On the one hand, 102 years of women’s suffrage. On the other, 132 years to achieve full gender parity.
The gender gap at work is a fact. Let’s face it.
Unequal pay, sexual harassment, and disparity in promotions are only the most direct examples proving that. In fact, gender inequality in the workplace can also show in more subtle ways. Just think about the higher incidence of burnout in women and fewer opportunities for working mothers. According to McKinsey’s 2021 Women in the Workplace report, the situation looks even worse for LGBTQ+ women, black women, and women with disabilities. They are much more likely than women overall to experience microaggressions as professionals. Worrying.
Mansplaining, glass ceiling, gender double standards. Shouldn’t all these be relics of the past? No doubt about that. But are they indeed? Not necessarily.
Last month, Zety conducted a study on gender gap at work. They surveyed over 1000 employees to investigate such burning issues as workplace sexism, gender-based stereotypes, and more. Let’s have a look at what the study revealed.
Gender In The Workplace
Does gender matter at work? 49% of research participants agreed, while 51% did not. A tough nut to crack. Time to dig deeper.
- 73% of respondents claimed there was no relationship between gender and workplace skills. At the same time, as many as 71% believed gender stereotypes were still alive at work. What’s noteworthy, such a view was shared by 75% of women and 68% of men.
The survey takers were also asked about job hunting.
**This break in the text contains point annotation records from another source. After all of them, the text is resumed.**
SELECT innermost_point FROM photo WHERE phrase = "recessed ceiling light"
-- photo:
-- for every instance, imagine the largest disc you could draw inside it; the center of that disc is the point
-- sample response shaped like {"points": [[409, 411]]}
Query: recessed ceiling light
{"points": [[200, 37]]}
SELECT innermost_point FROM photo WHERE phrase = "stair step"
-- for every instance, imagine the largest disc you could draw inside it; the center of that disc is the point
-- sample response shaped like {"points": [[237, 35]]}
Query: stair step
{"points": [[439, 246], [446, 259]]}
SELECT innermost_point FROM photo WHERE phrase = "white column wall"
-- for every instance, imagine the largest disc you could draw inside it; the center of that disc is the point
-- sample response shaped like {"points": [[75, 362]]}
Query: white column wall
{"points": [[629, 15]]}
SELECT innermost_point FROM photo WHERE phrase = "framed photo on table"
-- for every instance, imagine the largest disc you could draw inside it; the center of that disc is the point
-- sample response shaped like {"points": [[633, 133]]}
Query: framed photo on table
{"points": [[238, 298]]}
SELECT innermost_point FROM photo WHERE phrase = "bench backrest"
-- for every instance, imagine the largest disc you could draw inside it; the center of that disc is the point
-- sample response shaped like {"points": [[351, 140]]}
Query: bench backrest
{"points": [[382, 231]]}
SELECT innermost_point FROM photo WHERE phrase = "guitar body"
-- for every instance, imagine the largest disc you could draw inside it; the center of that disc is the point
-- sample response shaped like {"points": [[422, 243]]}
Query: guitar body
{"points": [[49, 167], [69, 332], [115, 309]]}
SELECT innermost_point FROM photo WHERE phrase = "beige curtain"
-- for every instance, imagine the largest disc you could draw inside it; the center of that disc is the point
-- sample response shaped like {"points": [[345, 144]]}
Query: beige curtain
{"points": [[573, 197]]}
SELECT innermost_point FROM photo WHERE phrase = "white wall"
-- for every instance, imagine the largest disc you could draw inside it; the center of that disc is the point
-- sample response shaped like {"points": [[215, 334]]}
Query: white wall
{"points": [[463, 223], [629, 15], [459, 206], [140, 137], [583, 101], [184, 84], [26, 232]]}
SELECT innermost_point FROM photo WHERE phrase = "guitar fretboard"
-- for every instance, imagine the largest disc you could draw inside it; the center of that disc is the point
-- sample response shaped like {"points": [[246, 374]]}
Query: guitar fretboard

- More than half (54%) claimed gender didn’t matter in finding a job. But 30% of respondents believed job hunting was easier for men and 16% said the same for women.
And, overall, whose work life is easier? The answers were as follows:
- It is easier to be a female employee than to be a male employee—20%.
- It is easier to be a male employee than to be a female employee—34%.
- It’s just as easy to be a female employee as it is to be a male employee and vice versa—46%.
It seems that problems with landing a job are just the tip of the iceberg.
Workplace Sexism In Practice
Let’s focus on research participants’ first-hand experience with workplace sexism. The study findings were the following:
- 36% of respondents had experienced workplace sexual harassment. Interestingly, the percentage was exactly the same for women and men.
- Survey takers claimed they hadn’t been hired (46%), promoted (42%), and/or given a pay rise (41%) because of their gender.
- Additionally, more than half (51%) of participants declared that their competencies had been questioned because of their gender.
In the workplace, you can grow, use your skills, and share your knowledge. But you may also get harassed and discriminated against.
Men And Women In Certain Professions—Who Does It Better?
Let’s move on. Who is considered to perform better in a certain job?
- In general, for most research participants, gender didn’t matter in how one performed in a given job.
- But, men were believed to be better lawyers, politicians, police officers, drivers, and computer programmers than women.
- Conversely, respondents claimed that women performed better than men as teachers, doctors, administrative assistants, accountants, babysitters, and cleaners.
Professionalism has no gender, right? Well, gender stereotypes should be just an echo of the past. But they are not.
A Few Words To Think About Before You Go
Food for thought from Chimamanda Ngozi Adichie, a Nigerian writer and activist, whose words from a classic talk started a worldwide conversation about feminism.
“Gender is not an easy conversation to have. It makes people uncomfortable, sometimes even irritable. Both men and women are resistant to talk about gender, or are quick to dismiss the problems of gender. Because thinking of changing the status quo is always uncomfortable. […] My own definition is a feminist is a man or a woman who says, yes, there’s a problem with gender as it is today and we must fix it, we must do better. All of us, women and men, must do better.”
Let competencies, skill set, and work habits speak for themselves. In the workplace, gender needs to be just a feature. Nothing more, nothing less.